I know how it feels to be young and sick all the time. It doesn't really follow with the cliche "young and healthy". I have had IBS-C/SIBO since I was 18 and I'm now 21. I wonder if digestive conditions/diseases will ever be on the same level socially as Cancer or AIDS. For some reason people with digestive problems don't have the same respect as someone who has Cancer or another disease with a strong stigma. I think some of it is because people tend to think a digestive condition is embarrassing and can't kill you. Obviously, it can indeed kill you, and the longsuffering along with it is terrible, as I have had days where I wish I were not alive.It's obvious that these conditions need more attention and more money for research and awareness. If I were you I would definitely try to get a colonoscopy done again,as this is the only way to rule out Crohn's. IBS is what they say you have when they can't find any conclusive reason for your symptoms. I would suggest seeing a naturopath or an acupuncturist specializing in traditional chinese medicine.I have just stopped seeing a traditional doctor and I like the way my naturopath thinks about health, as he thinks I can make a recovery.(He does acupuncture as well, and specializes in herbs.) It is worth the money if it helps your health! I hope you find an answer and start feeling better. Good luck and stay hopeful!


----------



## Kathleen M. (Nov 16, 1999)

IBS can make you have as much pain and feel as sick as an IBD. Sometimes IBS is more painful than the IBDs.Some people can have an IBD that is in remission almost all the time and unless you hit the doctors during a time it has flared up and your intestinal lining is ulcerated and bleeding you can test normal. But if you have lots of symptoms when your IBD is in complete remission to where no test sees it, then you still have IBS on top of the IBD.IBS commonly goes with fibromyalgia so that tends to point a bit more in the IBS direction.Autoimmune diseases do tend to "run in families" but it isn't a sure thing. If you get the "bad" genes in your family you are a bit more likely than other people to get an autoimmune disease, but it doesn't mean you can't get any other kind of illness and everything that happens would be autoimmune. And like I said you can have IBS and IBD at the same time.IBS by itself can make you miserable. It isn't some mild thing in everyone that should only barely bother you.
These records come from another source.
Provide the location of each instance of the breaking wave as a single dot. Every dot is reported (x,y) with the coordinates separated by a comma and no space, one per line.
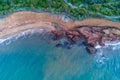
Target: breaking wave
(102,50)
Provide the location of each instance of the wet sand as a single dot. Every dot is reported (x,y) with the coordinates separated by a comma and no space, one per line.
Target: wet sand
(21,21)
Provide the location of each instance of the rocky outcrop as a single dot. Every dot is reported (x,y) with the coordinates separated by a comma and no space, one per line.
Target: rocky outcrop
(91,36)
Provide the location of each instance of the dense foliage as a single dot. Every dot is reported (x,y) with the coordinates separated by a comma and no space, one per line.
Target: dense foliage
(75,8)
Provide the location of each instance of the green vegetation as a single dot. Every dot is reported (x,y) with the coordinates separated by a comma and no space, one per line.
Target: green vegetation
(75,8)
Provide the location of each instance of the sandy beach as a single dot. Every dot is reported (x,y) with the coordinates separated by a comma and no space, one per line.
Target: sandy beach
(21,21)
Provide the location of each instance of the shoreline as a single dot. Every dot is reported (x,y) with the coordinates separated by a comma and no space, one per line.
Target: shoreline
(94,31)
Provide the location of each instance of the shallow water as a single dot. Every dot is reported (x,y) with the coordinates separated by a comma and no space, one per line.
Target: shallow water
(36,58)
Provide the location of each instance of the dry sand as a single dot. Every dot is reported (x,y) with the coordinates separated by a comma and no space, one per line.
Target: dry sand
(21,21)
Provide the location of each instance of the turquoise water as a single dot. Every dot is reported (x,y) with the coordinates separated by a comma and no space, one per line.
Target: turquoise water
(36,58)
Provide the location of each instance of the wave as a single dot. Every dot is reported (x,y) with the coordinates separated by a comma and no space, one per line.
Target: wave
(102,50)
(21,35)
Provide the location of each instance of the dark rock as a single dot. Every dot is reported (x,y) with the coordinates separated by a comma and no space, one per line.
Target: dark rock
(91,50)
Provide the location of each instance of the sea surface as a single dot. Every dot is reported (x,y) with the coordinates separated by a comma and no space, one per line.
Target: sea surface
(35,57)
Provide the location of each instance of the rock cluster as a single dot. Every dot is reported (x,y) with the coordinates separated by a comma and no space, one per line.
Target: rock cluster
(89,36)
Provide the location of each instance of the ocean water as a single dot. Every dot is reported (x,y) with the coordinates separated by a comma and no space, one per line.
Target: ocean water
(35,57)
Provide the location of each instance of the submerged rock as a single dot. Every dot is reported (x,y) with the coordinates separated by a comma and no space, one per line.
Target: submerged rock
(89,36)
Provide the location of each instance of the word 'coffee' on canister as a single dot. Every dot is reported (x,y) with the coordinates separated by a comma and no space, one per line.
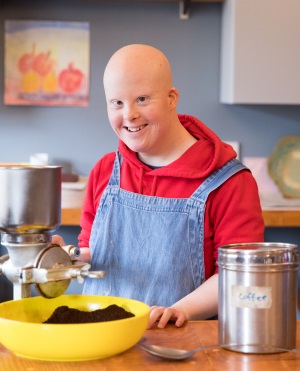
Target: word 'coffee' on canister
(258,285)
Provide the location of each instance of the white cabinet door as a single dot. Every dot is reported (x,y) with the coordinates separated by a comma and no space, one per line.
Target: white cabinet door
(260,52)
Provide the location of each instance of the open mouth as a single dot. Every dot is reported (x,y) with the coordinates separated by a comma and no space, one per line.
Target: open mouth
(133,130)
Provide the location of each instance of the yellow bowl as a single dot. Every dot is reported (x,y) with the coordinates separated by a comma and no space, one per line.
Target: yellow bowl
(23,333)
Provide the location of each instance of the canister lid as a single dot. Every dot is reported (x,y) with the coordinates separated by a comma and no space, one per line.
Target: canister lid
(258,253)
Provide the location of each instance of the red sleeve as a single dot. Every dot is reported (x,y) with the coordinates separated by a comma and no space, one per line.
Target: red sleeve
(233,215)
(97,182)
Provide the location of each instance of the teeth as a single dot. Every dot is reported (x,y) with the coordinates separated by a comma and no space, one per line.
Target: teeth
(136,129)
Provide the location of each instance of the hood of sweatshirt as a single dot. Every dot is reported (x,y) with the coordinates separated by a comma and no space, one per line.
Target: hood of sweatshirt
(208,154)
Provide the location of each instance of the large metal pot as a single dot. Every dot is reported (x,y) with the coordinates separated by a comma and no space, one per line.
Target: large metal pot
(30,199)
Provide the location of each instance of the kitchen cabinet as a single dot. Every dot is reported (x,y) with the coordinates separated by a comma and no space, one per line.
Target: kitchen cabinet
(272,218)
(260,52)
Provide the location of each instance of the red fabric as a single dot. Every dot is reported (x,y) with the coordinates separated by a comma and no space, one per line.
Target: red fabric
(233,212)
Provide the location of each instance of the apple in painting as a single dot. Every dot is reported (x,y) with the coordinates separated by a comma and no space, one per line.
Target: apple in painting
(42,63)
(70,79)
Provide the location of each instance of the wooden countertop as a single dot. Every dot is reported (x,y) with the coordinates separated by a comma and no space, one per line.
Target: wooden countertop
(193,334)
(272,218)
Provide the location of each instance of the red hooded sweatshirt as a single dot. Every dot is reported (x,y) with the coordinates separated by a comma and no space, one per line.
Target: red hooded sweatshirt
(233,212)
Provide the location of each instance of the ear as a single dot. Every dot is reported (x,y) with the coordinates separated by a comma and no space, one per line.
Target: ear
(173,97)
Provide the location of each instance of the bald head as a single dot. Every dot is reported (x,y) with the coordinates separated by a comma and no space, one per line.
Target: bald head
(136,63)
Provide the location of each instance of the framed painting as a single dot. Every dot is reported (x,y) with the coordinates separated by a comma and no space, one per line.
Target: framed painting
(47,63)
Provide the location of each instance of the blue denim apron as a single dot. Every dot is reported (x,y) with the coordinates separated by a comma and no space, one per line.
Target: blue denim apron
(151,247)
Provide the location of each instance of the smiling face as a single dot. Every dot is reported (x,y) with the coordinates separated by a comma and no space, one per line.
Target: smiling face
(141,102)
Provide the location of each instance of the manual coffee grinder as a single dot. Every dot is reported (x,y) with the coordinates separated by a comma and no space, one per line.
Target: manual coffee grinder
(30,209)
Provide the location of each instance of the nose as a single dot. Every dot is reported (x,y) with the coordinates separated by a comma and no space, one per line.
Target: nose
(131,113)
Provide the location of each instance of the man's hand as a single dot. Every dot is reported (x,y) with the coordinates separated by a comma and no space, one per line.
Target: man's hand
(58,240)
(163,315)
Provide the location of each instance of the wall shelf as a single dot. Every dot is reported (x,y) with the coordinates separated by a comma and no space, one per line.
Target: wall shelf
(272,218)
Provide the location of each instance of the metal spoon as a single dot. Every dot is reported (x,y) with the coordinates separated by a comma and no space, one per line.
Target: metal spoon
(180,354)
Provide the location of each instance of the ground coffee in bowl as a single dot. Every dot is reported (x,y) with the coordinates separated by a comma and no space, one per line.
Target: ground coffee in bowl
(66,315)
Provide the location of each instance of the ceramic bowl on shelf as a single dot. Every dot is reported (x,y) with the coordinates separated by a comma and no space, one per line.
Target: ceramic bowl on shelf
(23,332)
(284,166)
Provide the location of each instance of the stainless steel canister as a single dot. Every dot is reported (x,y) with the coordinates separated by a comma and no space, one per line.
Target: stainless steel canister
(258,287)
(30,199)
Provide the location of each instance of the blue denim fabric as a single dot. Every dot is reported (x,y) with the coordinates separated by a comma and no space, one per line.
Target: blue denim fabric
(151,247)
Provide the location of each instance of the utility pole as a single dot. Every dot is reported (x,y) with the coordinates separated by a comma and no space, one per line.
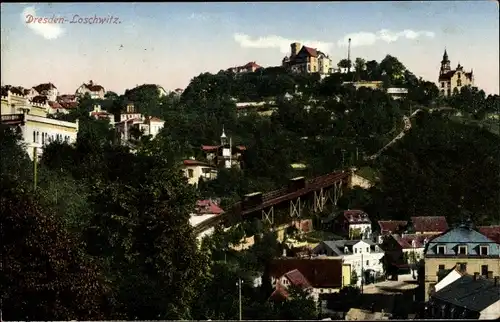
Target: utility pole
(362,274)
(349,56)
(35,167)
(239,296)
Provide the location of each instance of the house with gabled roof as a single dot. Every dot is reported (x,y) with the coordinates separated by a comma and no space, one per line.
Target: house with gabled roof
(307,60)
(464,296)
(94,90)
(195,170)
(357,224)
(47,89)
(247,68)
(364,256)
(321,276)
(464,246)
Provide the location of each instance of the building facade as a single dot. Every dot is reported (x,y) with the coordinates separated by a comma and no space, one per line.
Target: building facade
(307,60)
(450,80)
(48,89)
(363,256)
(95,91)
(31,119)
(464,247)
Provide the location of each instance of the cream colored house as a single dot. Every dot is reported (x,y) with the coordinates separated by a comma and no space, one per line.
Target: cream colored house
(31,118)
(95,91)
(462,247)
(451,80)
(194,170)
(307,60)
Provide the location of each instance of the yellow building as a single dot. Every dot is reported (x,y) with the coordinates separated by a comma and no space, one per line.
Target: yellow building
(308,60)
(31,119)
(462,247)
(449,79)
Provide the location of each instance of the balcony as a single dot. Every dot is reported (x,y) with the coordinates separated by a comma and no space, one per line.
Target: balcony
(13,119)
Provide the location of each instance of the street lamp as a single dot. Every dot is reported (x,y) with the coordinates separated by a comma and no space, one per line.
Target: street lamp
(239,296)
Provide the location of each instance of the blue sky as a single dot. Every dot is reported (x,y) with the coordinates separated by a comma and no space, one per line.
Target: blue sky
(170,43)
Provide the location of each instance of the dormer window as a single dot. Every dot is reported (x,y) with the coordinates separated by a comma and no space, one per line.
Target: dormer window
(484,250)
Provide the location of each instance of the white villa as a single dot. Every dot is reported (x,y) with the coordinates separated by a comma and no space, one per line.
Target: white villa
(31,119)
(363,256)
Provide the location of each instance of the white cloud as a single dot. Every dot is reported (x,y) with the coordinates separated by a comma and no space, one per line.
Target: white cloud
(46,30)
(283,44)
(388,36)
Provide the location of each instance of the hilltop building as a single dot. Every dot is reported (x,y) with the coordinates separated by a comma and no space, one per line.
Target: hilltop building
(31,120)
(307,60)
(95,91)
(449,79)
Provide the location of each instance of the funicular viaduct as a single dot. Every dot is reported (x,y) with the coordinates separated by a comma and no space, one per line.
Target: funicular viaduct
(286,204)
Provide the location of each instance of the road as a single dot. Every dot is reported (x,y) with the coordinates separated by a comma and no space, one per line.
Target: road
(406,128)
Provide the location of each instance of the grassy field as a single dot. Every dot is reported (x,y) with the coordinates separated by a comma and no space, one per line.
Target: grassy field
(319,235)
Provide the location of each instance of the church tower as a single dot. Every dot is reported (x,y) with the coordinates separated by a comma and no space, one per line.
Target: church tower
(445,64)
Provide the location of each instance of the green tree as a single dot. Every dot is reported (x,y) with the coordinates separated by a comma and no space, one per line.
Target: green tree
(45,276)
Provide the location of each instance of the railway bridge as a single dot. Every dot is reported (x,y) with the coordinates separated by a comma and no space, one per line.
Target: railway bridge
(285,204)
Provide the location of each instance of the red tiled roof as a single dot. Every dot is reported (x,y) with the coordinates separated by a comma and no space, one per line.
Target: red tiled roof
(492,232)
(406,241)
(44,87)
(194,163)
(391,226)
(155,119)
(251,65)
(326,273)
(55,105)
(279,293)
(310,51)
(68,105)
(39,99)
(93,87)
(446,76)
(208,207)
(356,217)
(296,278)
(100,114)
(210,147)
(429,224)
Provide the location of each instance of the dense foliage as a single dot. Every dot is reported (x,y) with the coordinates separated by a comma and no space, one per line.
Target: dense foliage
(105,234)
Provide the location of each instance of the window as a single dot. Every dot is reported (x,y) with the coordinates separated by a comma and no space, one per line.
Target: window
(483,250)
(462,250)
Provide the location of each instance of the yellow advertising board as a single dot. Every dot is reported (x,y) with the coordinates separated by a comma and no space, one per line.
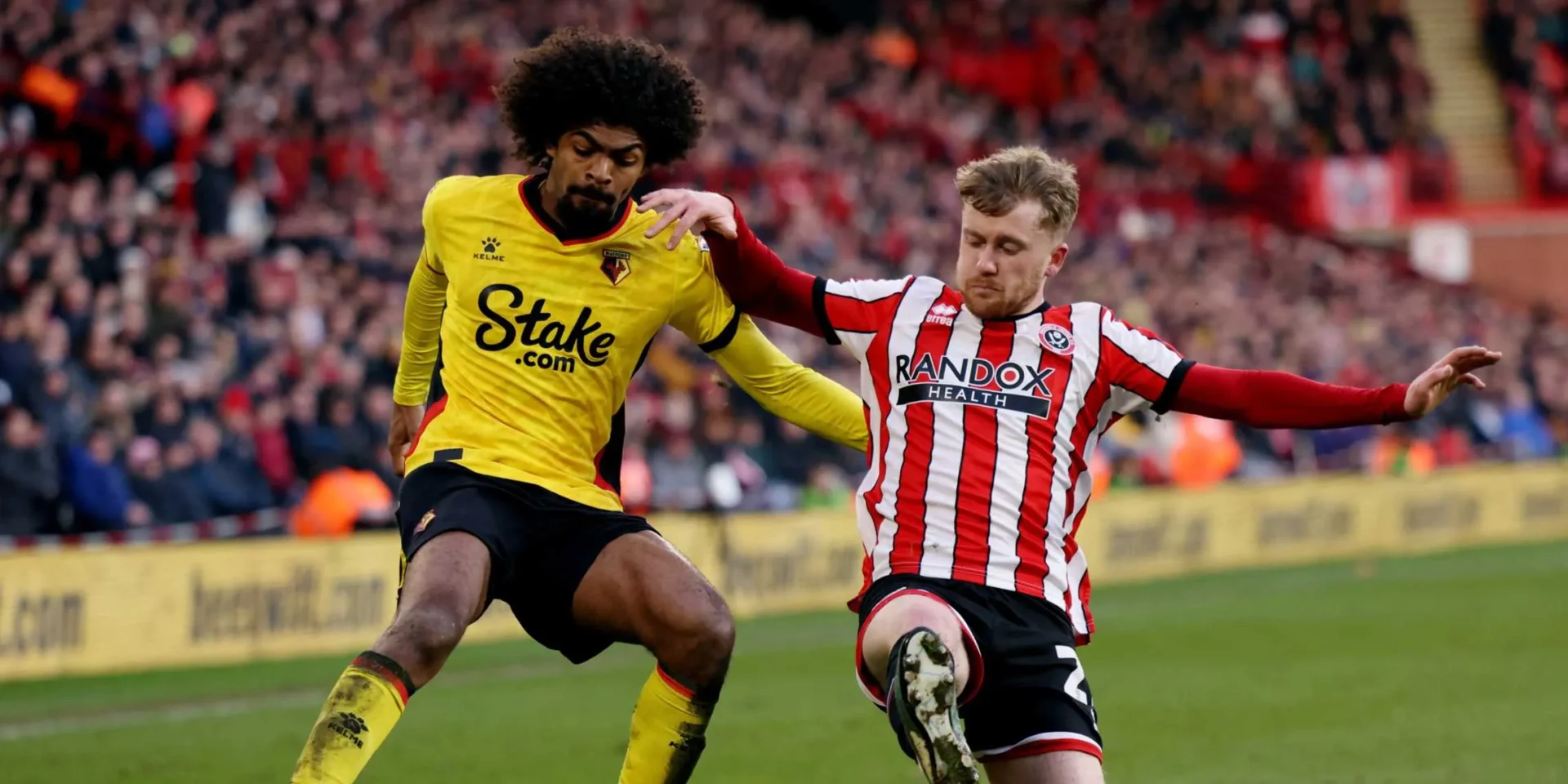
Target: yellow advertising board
(1159,533)
(124,608)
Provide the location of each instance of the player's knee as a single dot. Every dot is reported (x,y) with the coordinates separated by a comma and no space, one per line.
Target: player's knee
(698,648)
(425,634)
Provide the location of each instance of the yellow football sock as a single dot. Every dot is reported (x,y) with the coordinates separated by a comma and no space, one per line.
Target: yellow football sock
(358,715)
(666,733)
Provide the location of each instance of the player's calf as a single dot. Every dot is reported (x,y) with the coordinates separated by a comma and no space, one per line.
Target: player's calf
(642,588)
(915,647)
(443,591)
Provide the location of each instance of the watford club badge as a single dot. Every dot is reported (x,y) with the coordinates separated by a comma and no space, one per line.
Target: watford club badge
(617,265)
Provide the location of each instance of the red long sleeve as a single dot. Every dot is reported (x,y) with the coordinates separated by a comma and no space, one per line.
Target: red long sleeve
(760,283)
(1266,399)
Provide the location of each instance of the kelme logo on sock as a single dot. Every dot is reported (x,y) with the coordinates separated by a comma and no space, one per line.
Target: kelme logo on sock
(350,726)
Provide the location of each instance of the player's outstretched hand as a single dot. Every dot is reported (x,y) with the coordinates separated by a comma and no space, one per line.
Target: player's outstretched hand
(690,212)
(1438,381)
(400,434)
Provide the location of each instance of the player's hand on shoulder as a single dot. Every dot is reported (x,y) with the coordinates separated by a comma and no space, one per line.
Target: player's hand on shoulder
(1438,381)
(690,212)
(400,433)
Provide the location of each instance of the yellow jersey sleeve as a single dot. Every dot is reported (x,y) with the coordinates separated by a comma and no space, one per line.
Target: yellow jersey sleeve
(427,298)
(703,311)
(791,391)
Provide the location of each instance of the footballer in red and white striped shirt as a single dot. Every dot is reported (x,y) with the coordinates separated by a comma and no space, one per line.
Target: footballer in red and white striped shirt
(985,405)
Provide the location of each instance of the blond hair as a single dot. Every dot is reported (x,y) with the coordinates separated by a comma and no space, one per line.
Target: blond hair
(1000,182)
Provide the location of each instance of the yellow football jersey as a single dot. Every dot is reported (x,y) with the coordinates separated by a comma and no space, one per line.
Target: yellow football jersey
(540,336)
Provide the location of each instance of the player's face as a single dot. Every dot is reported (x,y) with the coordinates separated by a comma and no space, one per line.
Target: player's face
(1004,261)
(591,173)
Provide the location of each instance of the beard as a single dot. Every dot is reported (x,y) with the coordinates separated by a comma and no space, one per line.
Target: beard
(991,300)
(587,211)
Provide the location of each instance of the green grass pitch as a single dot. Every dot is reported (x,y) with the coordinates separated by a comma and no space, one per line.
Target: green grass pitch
(1448,668)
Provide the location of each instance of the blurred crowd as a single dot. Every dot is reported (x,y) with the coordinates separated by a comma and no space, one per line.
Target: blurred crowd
(209,211)
(1526,42)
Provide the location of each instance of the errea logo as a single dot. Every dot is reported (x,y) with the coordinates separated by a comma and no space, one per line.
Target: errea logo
(941,314)
(488,248)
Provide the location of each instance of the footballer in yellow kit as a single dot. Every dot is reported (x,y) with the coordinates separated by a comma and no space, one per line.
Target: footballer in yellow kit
(540,296)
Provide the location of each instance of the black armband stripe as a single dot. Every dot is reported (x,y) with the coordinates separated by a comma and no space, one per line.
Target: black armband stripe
(725,336)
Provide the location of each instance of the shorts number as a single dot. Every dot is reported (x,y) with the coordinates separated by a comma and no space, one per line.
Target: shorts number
(1076,679)
(1075,684)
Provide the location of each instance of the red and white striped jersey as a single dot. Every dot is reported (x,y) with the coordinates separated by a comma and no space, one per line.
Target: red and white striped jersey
(982,431)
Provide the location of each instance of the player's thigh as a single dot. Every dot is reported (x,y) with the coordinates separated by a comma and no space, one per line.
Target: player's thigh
(640,588)
(451,571)
(1056,767)
(451,528)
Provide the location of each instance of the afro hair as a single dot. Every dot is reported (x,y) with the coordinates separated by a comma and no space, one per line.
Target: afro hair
(577,78)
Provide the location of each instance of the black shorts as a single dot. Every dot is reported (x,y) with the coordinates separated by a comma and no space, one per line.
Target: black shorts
(1026,692)
(541,545)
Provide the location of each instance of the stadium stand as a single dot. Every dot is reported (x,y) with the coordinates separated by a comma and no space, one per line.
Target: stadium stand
(207,212)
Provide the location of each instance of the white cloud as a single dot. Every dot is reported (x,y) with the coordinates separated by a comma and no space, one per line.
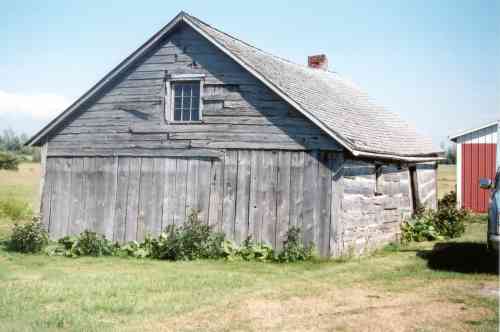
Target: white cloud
(44,106)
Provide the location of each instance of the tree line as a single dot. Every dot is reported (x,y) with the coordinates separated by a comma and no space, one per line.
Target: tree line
(13,150)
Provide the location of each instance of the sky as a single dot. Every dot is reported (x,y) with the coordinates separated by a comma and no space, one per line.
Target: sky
(436,63)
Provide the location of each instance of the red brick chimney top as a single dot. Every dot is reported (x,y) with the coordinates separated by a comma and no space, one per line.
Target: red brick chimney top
(318,61)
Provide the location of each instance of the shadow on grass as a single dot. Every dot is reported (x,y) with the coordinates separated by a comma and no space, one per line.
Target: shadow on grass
(463,257)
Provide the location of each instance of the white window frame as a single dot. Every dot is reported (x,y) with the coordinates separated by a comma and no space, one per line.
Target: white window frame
(169,96)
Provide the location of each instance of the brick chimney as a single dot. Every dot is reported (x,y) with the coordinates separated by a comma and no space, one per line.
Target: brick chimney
(318,61)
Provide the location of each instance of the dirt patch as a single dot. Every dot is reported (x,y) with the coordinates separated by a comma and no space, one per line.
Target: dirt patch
(336,310)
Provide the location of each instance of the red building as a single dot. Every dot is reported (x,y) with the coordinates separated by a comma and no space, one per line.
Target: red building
(476,158)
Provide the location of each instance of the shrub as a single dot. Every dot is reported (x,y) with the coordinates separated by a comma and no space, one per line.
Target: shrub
(445,222)
(8,161)
(252,251)
(420,228)
(87,244)
(293,249)
(192,240)
(15,210)
(28,238)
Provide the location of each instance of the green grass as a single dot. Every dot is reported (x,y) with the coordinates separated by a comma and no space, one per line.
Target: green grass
(446,179)
(409,288)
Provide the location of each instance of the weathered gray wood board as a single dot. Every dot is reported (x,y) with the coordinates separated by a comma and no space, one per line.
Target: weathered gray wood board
(245,193)
(239,112)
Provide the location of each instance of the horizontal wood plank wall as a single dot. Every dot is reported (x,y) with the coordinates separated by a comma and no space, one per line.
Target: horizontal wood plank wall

It can be severe and very disruptive. Basically the control of the gut is messed up so nothing does what it is supposed to do when it is supposed to do it in the amount it is supposed to do it. That can lead to stool issues, urgency, cramps and other pains. Add fibromyalgia on top of that with the fatigue and muscle pains, and you can have a really hard time of it.


----------



## shelby_hamilton (Jun 21, 2012)

DEUCE CLICK said:


> I know how it feels to be young and sick all the time. It doesn't really follow with the cliche "young and healthy". I have had IBS-C/SIBO since I was 18 and I'm now 21. I wonder if digestive conditions/diseases will ever be on the same level socially as Cancer or AIDS. For some reason people with digestive problems don't have the same respect as someone who has Cancer or another disease with a strong stigma. I think some of it is because people tend to think a digestive condition is embarrassing and can't kill you. Obviously, it can indeed kill you, and the longsuffering along with it is terrible, as I have had days where I wish I were not alive.It's obvious that these conditions need more attention and more money for research and awareness. If I were you I would definitely try to get a colonoscopy done again,as this is the only way to rule out Crohn's. IBS is what they say you have when they can't find any conclusive reason for your symptoms. I would suggest seeing a naturopath or an acupuncturist specializing in traditional chinese medicine.I have just stopped seeing a traditional doctor and I like the way my naturopath thinks about health, as he thinks I can make a recovery.(He does acupuncture as well, and specializes in herbs.) It is worth the money if it helps your health! I hope you find an answer and start feeling better. Good luck and stay hopeful!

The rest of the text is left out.